- A world where electricity generation is derived from 100% renewable energy is possible if countries adopt a patchwork of existing innovations, says IRENA.
- IRENA has identified innovations and policy prescriptions that may enable the global transition away from fossil fuels, and slash carbon emissions that have been linked to rising global temperatures.
- Countries including Costa Rica and Uruguay are close to achieving their goal of getting all their electricity from green sources.
A world where electricity generation is derived from 100% renewable energy is possible if countries adopt a patchwork of existing innovations, says the International Renewable Energy Agency.
“Renewable energy is now so competitive that in many geographies it’s the preferred option for electricity generation,” says Francisco Boshell, a renewable energy markets and standards analyst at IRENA.

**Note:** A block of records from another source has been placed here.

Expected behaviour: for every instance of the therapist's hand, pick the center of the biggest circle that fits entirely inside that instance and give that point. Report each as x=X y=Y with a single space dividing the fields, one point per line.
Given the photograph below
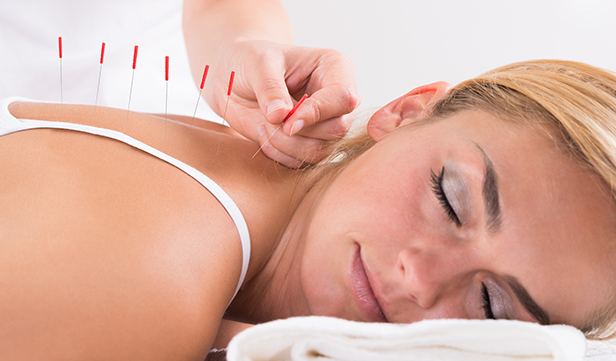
x=269 y=80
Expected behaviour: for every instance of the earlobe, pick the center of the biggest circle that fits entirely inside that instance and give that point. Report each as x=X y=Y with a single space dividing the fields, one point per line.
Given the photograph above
x=406 y=109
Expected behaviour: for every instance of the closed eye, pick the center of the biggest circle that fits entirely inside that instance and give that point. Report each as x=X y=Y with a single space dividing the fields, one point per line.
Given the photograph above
x=486 y=304
x=437 y=188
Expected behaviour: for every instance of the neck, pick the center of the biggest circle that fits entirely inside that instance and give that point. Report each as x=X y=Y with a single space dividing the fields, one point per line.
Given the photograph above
x=275 y=291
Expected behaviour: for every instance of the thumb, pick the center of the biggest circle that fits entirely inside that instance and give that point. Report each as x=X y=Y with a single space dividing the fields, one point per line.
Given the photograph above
x=273 y=98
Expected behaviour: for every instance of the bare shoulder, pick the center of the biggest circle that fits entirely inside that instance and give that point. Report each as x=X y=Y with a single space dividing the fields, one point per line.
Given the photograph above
x=107 y=252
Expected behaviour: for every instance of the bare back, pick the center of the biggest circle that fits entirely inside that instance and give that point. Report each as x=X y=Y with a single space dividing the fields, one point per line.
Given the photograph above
x=107 y=251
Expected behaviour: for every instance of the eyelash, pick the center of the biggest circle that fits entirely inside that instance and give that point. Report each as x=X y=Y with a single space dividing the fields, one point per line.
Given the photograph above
x=437 y=188
x=485 y=303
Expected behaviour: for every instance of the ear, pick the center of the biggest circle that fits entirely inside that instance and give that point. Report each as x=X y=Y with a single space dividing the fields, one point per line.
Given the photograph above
x=406 y=109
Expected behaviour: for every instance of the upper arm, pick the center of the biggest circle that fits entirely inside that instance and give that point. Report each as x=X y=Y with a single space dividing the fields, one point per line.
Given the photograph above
x=156 y=289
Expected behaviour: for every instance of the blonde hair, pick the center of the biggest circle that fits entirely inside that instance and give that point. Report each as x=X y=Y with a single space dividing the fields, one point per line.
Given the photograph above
x=575 y=99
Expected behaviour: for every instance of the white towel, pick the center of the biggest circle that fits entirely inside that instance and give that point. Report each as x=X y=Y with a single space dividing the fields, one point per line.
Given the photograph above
x=326 y=338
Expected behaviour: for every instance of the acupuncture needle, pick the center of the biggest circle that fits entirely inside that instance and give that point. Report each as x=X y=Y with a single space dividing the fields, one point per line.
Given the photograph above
x=207 y=67
x=61 y=90
x=226 y=107
x=130 y=93
x=100 y=71
x=166 y=91
x=284 y=120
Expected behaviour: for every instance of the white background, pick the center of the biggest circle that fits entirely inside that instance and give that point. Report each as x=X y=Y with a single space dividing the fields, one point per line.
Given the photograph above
x=400 y=44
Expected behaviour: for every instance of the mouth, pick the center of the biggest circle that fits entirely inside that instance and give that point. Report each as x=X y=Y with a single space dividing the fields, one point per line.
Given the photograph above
x=362 y=291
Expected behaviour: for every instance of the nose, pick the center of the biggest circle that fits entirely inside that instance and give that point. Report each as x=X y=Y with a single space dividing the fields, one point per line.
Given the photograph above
x=428 y=275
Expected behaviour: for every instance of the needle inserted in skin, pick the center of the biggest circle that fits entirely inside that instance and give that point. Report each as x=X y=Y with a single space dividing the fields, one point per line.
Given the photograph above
x=61 y=91
x=207 y=67
x=100 y=71
x=166 y=91
x=226 y=106
x=284 y=120
x=131 y=84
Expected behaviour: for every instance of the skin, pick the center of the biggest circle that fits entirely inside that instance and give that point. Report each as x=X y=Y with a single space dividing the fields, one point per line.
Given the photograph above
x=253 y=38
x=419 y=263
x=139 y=255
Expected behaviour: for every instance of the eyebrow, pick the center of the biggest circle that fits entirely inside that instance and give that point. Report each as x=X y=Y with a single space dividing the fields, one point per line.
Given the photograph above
x=527 y=302
x=490 y=194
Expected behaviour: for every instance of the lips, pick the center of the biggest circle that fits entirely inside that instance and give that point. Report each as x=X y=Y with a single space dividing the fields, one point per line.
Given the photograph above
x=362 y=291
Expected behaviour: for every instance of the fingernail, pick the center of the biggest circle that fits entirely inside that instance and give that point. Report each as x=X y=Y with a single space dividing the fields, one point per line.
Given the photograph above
x=275 y=105
x=296 y=127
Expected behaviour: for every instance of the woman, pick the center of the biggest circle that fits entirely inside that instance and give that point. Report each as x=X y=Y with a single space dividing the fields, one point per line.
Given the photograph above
x=492 y=200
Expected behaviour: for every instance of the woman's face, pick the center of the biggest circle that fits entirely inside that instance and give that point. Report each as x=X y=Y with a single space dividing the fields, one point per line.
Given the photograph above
x=467 y=217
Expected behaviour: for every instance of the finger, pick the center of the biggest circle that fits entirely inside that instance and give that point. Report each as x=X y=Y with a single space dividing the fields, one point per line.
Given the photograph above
x=270 y=89
x=327 y=103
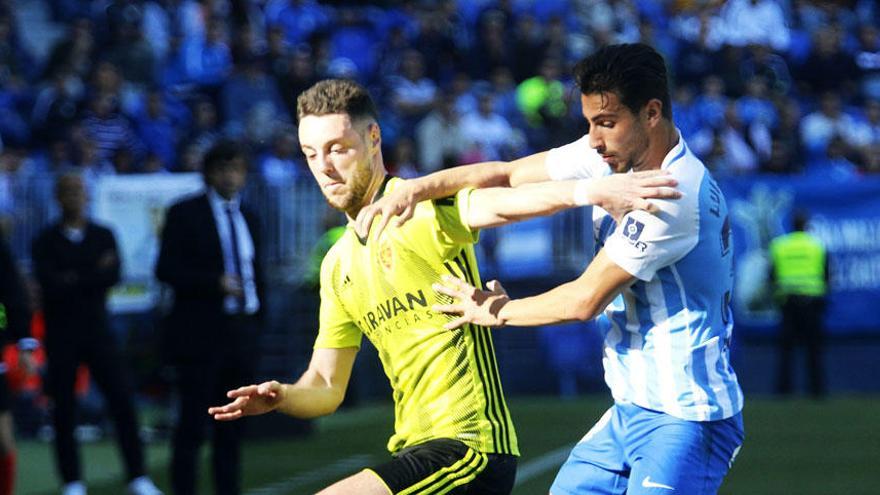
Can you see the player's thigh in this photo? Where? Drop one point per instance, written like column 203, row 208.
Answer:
column 596, row 465
column 364, row 482
column 441, row 466
column 684, row 456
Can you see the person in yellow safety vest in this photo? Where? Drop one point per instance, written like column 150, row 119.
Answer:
column 800, row 274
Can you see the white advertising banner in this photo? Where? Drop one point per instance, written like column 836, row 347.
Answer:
column 133, row 207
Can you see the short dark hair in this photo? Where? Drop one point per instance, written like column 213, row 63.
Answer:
column 223, row 152
column 634, row 71
column 336, row 96
column 800, row 220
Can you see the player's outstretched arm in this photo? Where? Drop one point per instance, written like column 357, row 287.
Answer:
column 318, row 392
column 581, row 299
column 617, row 193
column 398, row 205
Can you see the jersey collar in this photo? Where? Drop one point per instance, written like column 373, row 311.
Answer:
column 379, row 194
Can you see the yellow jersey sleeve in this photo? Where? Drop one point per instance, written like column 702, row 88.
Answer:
column 336, row 327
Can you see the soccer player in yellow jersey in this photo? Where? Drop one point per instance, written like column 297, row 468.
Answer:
column 453, row 432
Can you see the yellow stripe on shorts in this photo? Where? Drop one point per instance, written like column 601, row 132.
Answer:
column 445, row 480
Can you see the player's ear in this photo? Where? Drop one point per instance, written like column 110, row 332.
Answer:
column 654, row 111
column 375, row 136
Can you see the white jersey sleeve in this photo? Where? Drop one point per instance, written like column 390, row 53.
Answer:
column 643, row 243
column 575, row 160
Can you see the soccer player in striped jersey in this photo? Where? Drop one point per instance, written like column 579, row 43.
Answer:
column 453, row 432
column 663, row 281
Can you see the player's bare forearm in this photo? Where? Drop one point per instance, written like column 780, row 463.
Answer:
column 480, row 175
column 308, row 398
column 502, row 205
column 400, row 203
column 581, row 299
column 321, row 388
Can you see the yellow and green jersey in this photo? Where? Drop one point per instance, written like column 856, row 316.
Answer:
column 445, row 382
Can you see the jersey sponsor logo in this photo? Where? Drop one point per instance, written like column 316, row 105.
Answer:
column 393, row 307
column 647, row 483
column 633, row 229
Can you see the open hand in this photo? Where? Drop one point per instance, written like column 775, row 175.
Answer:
column 399, row 203
column 618, row 194
column 249, row 401
column 473, row 305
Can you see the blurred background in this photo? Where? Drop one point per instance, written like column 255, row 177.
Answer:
column 780, row 98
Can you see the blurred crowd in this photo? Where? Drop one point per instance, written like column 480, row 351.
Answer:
column 146, row 86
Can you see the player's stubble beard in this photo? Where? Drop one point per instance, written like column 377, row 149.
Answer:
column 352, row 199
column 638, row 142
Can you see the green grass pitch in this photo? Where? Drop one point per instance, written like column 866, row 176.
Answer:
column 792, row 446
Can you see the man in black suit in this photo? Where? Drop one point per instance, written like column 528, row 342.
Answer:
column 75, row 263
column 209, row 257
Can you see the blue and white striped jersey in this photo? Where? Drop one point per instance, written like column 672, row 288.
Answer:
column 667, row 337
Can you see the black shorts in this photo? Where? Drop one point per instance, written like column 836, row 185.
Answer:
column 446, row 466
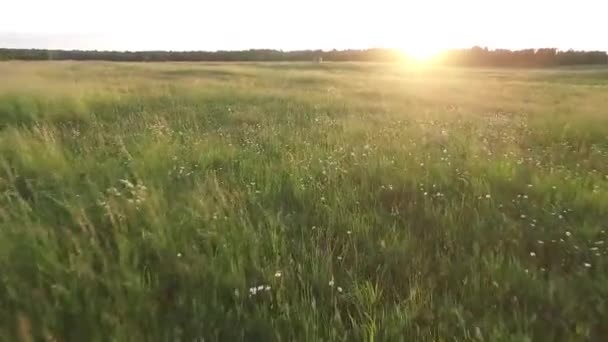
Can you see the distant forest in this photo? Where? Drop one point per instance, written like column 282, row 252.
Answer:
column 475, row 56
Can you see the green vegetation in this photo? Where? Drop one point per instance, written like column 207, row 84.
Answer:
column 260, row 202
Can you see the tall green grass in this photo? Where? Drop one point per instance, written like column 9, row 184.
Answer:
column 187, row 202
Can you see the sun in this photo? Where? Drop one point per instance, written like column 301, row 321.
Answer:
column 420, row 53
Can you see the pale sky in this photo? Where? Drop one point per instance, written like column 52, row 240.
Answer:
column 418, row 26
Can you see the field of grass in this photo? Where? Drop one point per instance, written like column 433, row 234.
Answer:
column 302, row 202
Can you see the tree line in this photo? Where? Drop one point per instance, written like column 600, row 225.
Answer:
column 475, row 56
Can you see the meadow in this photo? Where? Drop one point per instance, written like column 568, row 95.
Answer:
column 302, row 202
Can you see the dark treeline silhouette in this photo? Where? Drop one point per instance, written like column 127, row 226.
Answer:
column 475, row 56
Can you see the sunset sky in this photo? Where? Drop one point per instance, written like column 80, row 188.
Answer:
column 418, row 26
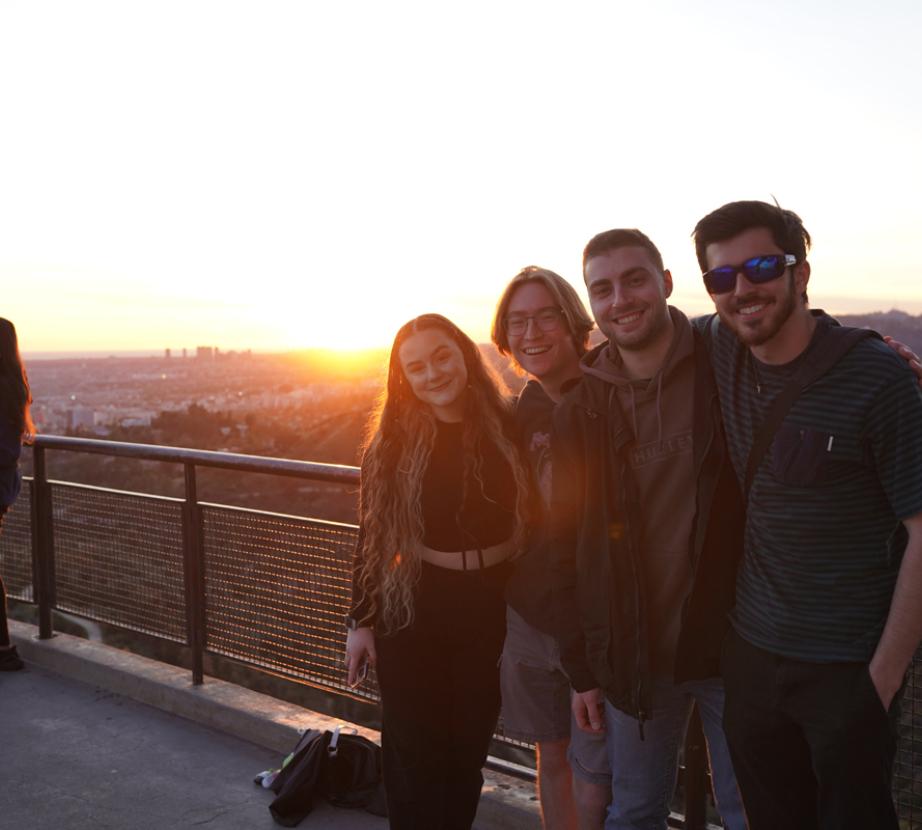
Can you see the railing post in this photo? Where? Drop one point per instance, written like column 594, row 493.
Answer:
column 194, row 561
column 42, row 545
column 695, row 775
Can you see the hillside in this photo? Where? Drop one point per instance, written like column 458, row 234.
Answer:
column 898, row 324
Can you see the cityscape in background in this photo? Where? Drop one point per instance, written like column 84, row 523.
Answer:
column 311, row 406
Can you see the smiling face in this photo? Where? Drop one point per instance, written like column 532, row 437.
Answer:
column 550, row 356
column 434, row 367
column 759, row 313
column 628, row 295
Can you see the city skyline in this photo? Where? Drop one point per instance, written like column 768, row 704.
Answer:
column 290, row 176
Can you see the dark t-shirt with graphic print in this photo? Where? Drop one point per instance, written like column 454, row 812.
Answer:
column 529, row 588
column 824, row 539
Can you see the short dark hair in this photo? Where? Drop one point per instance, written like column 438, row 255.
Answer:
column 787, row 228
column 607, row 241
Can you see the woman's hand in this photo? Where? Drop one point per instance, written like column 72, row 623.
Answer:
column 360, row 651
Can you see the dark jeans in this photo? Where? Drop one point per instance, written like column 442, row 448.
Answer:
column 811, row 743
column 439, row 682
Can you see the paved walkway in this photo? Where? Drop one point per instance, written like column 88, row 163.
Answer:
column 78, row 757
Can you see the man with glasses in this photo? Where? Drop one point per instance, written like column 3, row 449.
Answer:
column 829, row 597
column 542, row 325
column 647, row 531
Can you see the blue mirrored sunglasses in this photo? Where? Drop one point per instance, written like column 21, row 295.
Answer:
column 757, row 270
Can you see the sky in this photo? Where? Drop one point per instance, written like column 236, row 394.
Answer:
column 285, row 175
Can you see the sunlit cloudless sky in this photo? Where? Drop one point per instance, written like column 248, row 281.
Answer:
column 280, row 175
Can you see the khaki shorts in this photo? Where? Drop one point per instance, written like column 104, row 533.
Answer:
column 536, row 699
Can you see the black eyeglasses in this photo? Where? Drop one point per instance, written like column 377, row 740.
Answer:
column 757, row 270
column 547, row 319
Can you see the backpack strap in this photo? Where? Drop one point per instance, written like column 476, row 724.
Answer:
column 820, row 358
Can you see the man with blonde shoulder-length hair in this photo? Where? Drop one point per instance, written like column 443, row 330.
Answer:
column 542, row 325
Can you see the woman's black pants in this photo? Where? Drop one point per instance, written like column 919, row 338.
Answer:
column 439, row 681
column 4, row 626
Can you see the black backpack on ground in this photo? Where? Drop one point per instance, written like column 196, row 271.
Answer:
column 344, row 768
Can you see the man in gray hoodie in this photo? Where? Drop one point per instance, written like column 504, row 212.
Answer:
column 644, row 566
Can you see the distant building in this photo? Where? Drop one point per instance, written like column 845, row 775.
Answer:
column 81, row 417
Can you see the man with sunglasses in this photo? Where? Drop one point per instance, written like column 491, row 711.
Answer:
column 647, row 531
column 829, row 596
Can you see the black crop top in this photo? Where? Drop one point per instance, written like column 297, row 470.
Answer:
column 486, row 518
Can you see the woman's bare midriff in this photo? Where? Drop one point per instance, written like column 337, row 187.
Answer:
column 455, row 559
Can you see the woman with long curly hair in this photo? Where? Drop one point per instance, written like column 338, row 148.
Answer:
column 445, row 504
column 16, row 428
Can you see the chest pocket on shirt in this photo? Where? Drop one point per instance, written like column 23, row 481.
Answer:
column 802, row 456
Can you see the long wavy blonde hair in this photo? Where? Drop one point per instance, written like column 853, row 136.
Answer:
column 399, row 440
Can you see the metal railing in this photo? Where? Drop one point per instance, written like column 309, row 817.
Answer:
column 266, row 589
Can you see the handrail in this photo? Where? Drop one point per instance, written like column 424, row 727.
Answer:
column 43, row 552
column 334, row 473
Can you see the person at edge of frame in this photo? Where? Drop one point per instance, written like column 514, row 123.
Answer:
column 646, row 535
column 446, row 501
column 829, row 596
column 541, row 324
column 16, row 428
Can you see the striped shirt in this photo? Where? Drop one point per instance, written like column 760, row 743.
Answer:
column 824, row 539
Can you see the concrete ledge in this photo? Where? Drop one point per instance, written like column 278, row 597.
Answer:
column 507, row 803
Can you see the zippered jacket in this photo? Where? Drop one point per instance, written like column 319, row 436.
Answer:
column 600, row 599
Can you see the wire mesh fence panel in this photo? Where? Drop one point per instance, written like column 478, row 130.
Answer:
column 907, row 778
column 277, row 591
column 16, row 546
column 119, row 558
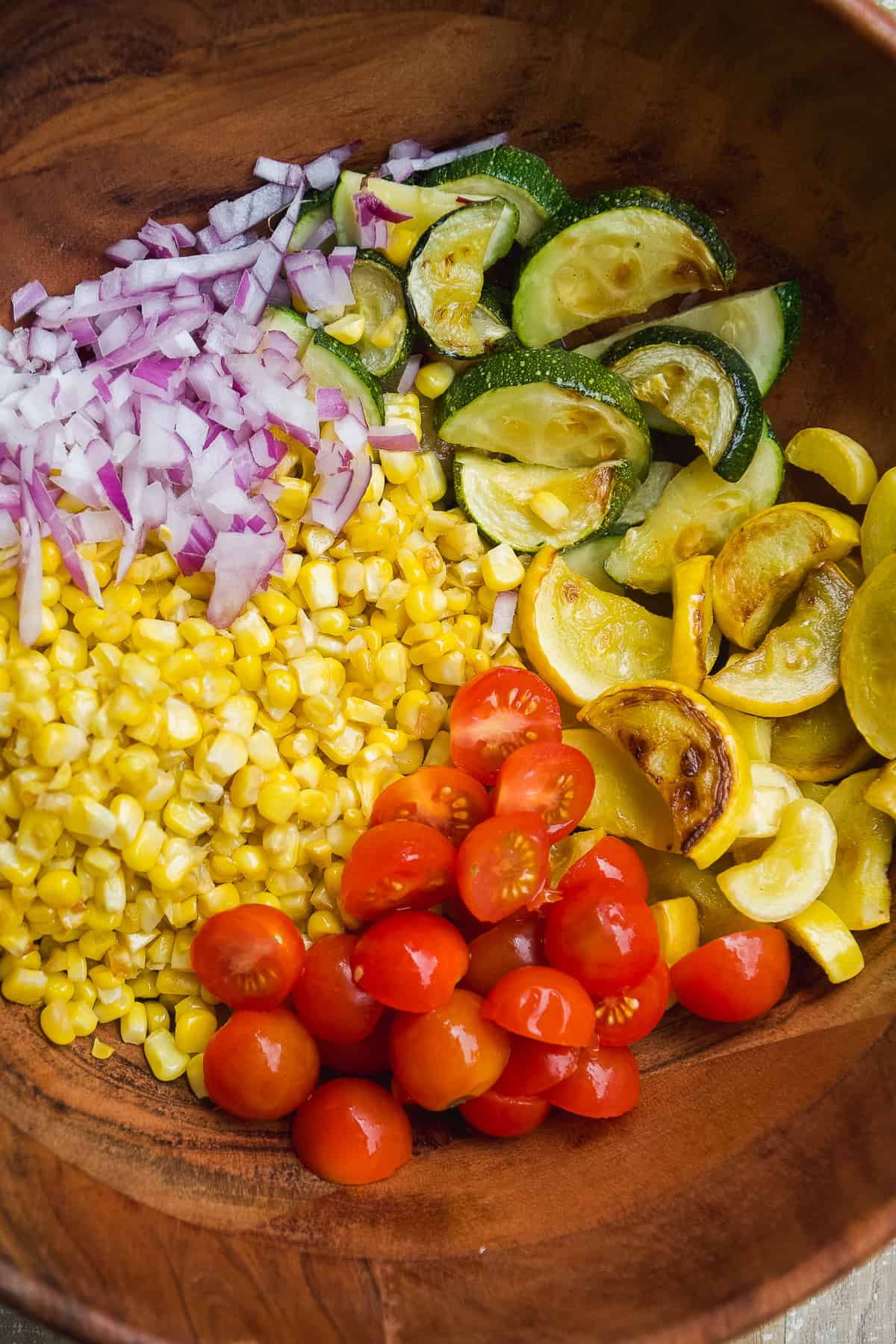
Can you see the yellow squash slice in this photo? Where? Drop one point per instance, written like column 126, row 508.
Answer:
column 625, row 803
column 820, row 744
column 673, row 877
column 687, row 750
column 773, row 791
column 754, row 732
column 868, row 662
column 859, row 890
column 694, row 647
column 837, row 458
column 797, row 665
column 879, row 523
column 828, row 941
column 882, row 792
column 582, row 640
column 791, row 873
column 768, row 558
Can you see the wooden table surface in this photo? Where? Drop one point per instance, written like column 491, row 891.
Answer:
column 857, row 1310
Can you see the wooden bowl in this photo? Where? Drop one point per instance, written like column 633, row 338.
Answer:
column 762, row 1160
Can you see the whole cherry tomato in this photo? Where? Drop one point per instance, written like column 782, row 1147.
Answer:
column 544, row 1004
column 535, row 1066
column 261, row 1065
column 734, row 977
column 602, row 936
column 503, row 865
column 514, row 942
column 398, row 866
column 612, row 862
column 352, row 1132
column 449, row 1054
column 550, row 779
column 505, row 1117
column 605, row 1083
column 496, row 712
column 359, row 1058
column 410, row 960
column 632, row 1014
column 327, row 998
column 438, row 796
column 249, row 957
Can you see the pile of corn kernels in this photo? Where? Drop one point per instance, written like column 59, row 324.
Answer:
column 158, row 771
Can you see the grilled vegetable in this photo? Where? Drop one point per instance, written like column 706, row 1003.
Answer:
column 696, row 514
column 613, row 255
column 797, row 665
column 544, row 406
column 791, row 873
column 768, row 558
column 700, row 383
column 582, row 640
column 687, row 749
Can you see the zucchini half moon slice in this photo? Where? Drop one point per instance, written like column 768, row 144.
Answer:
column 699, row 382
column 617, row 253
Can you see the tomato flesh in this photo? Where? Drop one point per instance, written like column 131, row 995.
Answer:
column 438, row 796
column 544, row 1004
column 503, row 866
column 516, row 941
column 535, row 1066
column 410, row 960
column 327, row 998
column 632, row 1014
column 606, row 1083
column 602, row 936
column 496, row 712
column 505, row 1117
column 249, row 957
column 735, row 977
column 352, row 1132
column 610, row 862
column 550, row 779
column 396, row 866
column 261, row 1065
column 449, row 1054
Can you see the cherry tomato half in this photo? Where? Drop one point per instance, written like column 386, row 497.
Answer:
column 534, row 1068
column 550, row 779
column 512, row 942
column 735, row 977
column 438, row 796
column 612, row 862
column 504, row 865
column 352, row 1132
column 359, row 1058
column 398, row 866
column 505, row 1117
column 328, row 1001
column 602, row 936
column 544, row 1004
column 249, row 957
column 632, row 1014
column 411, row 960
column 496, row 712
column 261, row 1065
column 605, row 1083
column 449, row 1054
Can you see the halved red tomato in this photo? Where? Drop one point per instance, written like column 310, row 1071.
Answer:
column 504, row 865
column 496, row 712
column 438, row 796
column 550, row 779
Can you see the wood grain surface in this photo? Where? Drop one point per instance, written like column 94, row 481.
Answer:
column 762, row 1162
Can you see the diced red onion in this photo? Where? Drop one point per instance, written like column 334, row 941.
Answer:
column 408, row 374
column 26, row 300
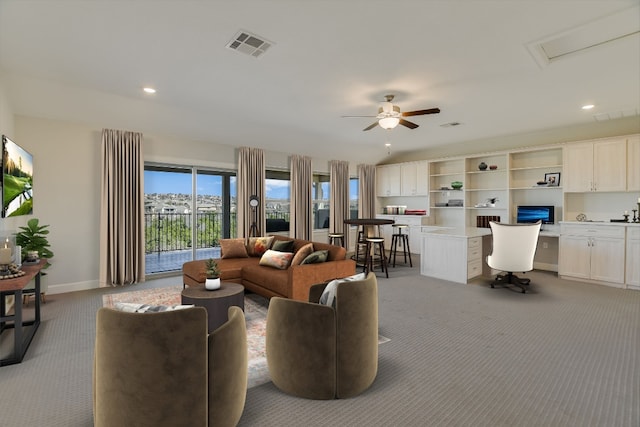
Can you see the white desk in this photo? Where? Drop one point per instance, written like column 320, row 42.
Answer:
column 453, row 254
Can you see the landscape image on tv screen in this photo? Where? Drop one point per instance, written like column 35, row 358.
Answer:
column 17, row 179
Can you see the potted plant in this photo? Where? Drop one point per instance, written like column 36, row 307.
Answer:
column 33, row 238
column 213, row 275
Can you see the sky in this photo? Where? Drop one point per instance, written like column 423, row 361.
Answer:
column 180, row 183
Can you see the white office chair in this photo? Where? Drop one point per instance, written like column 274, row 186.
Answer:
column 514, row 246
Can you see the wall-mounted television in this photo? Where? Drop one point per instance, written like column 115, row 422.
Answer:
column 17, row 179
column 532, row 214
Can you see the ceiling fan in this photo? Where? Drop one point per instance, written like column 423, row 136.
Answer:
column 389, row 115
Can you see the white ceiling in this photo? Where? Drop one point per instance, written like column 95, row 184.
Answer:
column 87, row 60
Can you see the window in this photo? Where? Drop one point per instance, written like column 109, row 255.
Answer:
column 187, row 211
column 277, row 196
column 353, row 198
column 320, row 193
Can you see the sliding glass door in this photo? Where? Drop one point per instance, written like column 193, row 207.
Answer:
column 187, row 211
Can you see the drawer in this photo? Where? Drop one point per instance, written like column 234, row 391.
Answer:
column 474, row 254
column 474, row 242
column 474, row 269
column 592, row 230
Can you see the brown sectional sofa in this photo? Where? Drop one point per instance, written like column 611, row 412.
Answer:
column 293, row 282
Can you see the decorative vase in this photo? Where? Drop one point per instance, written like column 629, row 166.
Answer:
column 212, row 284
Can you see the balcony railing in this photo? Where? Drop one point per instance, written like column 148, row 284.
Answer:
column 167, row 232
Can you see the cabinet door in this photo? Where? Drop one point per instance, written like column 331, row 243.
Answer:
column 574, row 257
column 633, row 163
column 607, row 259
column 578, row 168
column 609, row 165
column 633, row 267
column 409, row 173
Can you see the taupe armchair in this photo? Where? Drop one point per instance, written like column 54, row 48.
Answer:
column 318, row 352
column 163, row 369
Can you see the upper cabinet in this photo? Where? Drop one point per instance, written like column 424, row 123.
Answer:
column 403, row 179
column 388, row 180
column 414, row 178
column 596, row 166
column 633, row 163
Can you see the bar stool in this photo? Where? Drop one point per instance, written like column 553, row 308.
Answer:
column 335, row 238
column 371, row 244
column 398, row 238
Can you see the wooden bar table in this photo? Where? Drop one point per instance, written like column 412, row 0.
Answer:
column 23, row 332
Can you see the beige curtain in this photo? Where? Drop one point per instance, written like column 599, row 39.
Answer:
column 367, row 191
column 339, row 198
column 301, row 182
column 122, row 209
column 251, row 176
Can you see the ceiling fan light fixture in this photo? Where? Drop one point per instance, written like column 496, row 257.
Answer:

The transition away from the dependence on fossil fuels and toward the adoption of renewable energy has been partly enabled by an 82% drop in the cost of solar photovoltaics and a 39% decline in the cost of onshore wind power since 2010, says IRENA.
Western countries, such as Iceland which derives 100% of its electricity from renewable energy, the U.K. with 33%, and Sweden which gets a bit over half of its electricity from green power, are most often cited as the success cases for the adoption of alternative energy.
However, a lot of progress has been made elsewhere on the globe. The Central African nation of Rwanda gets 52% of its electricity from renewable energy, while in Latin America, Uruguay and Costa Rica are both inching close to 100% of renewable electricity, underpinned by a mix of wind, solar, large hydropower and, especially in the latter case, biomass and geothermal energy.
Overall, eight countries including Cape Verde, Austria, and Tuvalu are aiming to get all their electricity from renewable energy over approximately the next two decades, while Denmark is the only country with a target of 100% renewables for all sectors.
Still, renewable energy sources like solar and wind power can be interrupted when the sun does not shine or there is a lull in the wind. More importantly, engineers can’t ramp up the output of green energy to meet spikes in demand unless they can store energy or shift demand loads.
“There is still one big challenge and that’s the integration of variable renewable power systems,” Boshell told Karma. “That requires a lot of innovation to unlock what is called flexibility.”
IRENA has identified about 30 existing technological innovations and policy prescriptions that may enable the global transition away from fossil fuels, and the reduction of carbon emissions that are linked to global warming and more extreme weather patterns such as hurricanes and droughts.
The major innovation that IRENA points to is utility-grade batteries that enable electricity grid operators to store power and deploy it during times of high demand. Battery storage costs have fallen by 85% over the last decade.
The agency also advocates for the use of artificial intelligence algorithms to better forecast demand and generation as well as optimize the functions of large transmission grids in real time.
Meanwhile, blockchain technology is expected to facilitate transactions and help energy consumers pay and receive payments for giving power back to the grid from the batteries on their electrical vehicles or from solar panels on their rooftops — so-called “demand-side flexibility.”
The last innovation would require policymakers to design a system that provides financial incentives for consumers to give back power to the grid, say experts.
“All of these actions will have to be done with automated smart contracts and blockchain would help with that,” Boshell told Karma.
Some marketplayers say the price tag for all the innovation may be steep, especially for developing countries. But Boshell says that efficiency drives — like replacing legacy infrastructure such as backup power gas plants with batteries — will incentivize low-cost operators to come onto the market and keep a lid on the bill consumers have to pay.
“The whole idea is that we don’t need the system to be more costly,” Boshell said. “We just need the right incentives to direct the revenue streams to the right actors.”
The Central African nation of Rwanda gets 52% of its electricity from renewable energy. A previous version of this article incorrectly stated a higher percentage.